Creating policies that limit patients’ access to pain management isn’t just a burden on these patients, it’s also misguided. According to the National Survey on Drug Use and Health, 75% of opioid abuse originates with people to whom the medication is not prescribed. Rather it’s friends or family of prescription-holders, or those who buy from a dealer. Furthermore, among chronic pain patients, opioid misuse and overdose is relatively low, with about an 8% to 12% rate of addiction among patients taking opioid painkillers for chronic pain. And in a study of 136,000 people who have overdosed from opioids, only 13% were identified as having a chronic pain condition.
Instead of focusing on regulations to decrease the availability of opioid prescriptions to those who do not tend to abuse them, perhaps it would be better to focus on expanding access to addiction treatment and recovery.
Unfortunately, access to these programs is threatened by the current priority of some legislators to cut and cap Medicaid spending. Medicaid plays a significant role in access to treatment for addiction, especially for poor and disabled people. Just as private insurance companies experienced a thirteenfold increase from 2011 to 2015 in spending on patients with opioid dependence or abuse diagnoses, Medicaid has seen a comparable increase in its expenditures on these treatments. In recent years, spending from Medicaid on opioid addiction treatment has risen dramatically. From 2011 to 2016, Medicaid spending on just two medications used to treat opioid addiction, buprenorphine and naltrexone, rose 136% on average nationwide, with spending in some states increasing as much as 400%. Furthermore, Medicaid is a major program when it comes to individual patients having access to drug treatment programs. In 2014, Medicaid paid for a quarter of drug treatment programs.

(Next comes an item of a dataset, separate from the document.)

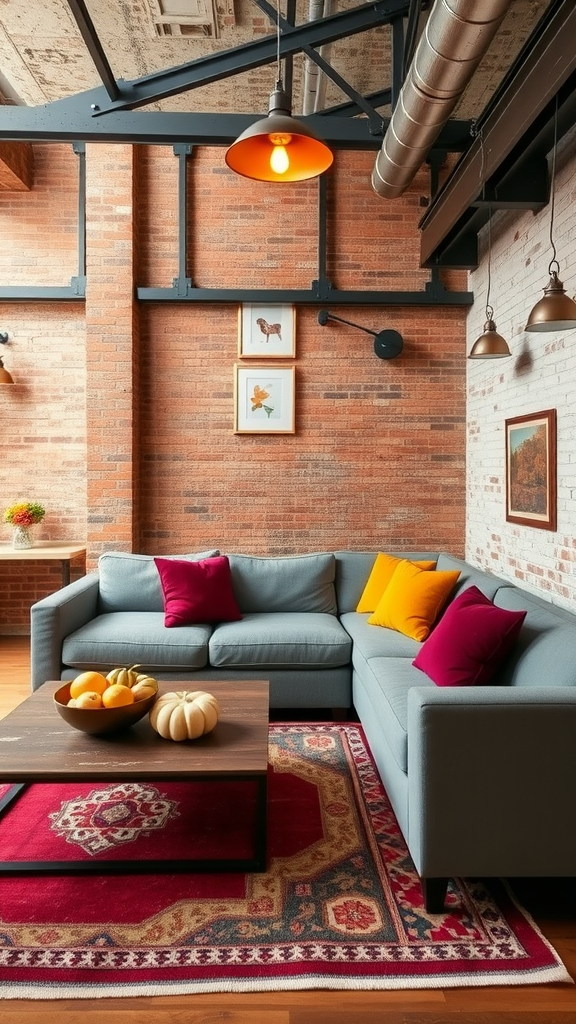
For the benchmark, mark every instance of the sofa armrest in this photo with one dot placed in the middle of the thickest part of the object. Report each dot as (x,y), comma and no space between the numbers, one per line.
(54,617)
(491,780)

Although activists have managed to fend off the continued attacks by Republican lawmakers that would throw out the ACA and put in place block grants and spending caps that drastically decrease Medicaid funding, if such an attempt eventually succeeds, millions of Americans may lose access to addiction treatment.
CVS’s new policy limiting access to opioid painkillers is a misguided attempt to reduce illicit access to painkillers by punishing patients who have, and need, legitimate access.
In practice, CVS’s new regulations on opioids ignore the real problems with opioid addiction and foist the responsibility for the epidemic on patients in pain. Andi, who is all too familiar with the controversy surrounding access to opioid painkiller, sums it up: “all doctors who prescribe medicine have a responsibility to prescribe responsibly. No patient should be made to feel that he or she is somehow dangerous, or irresponsible, or needs to be closely watched solely because there is ‘an epidemic’ out there.”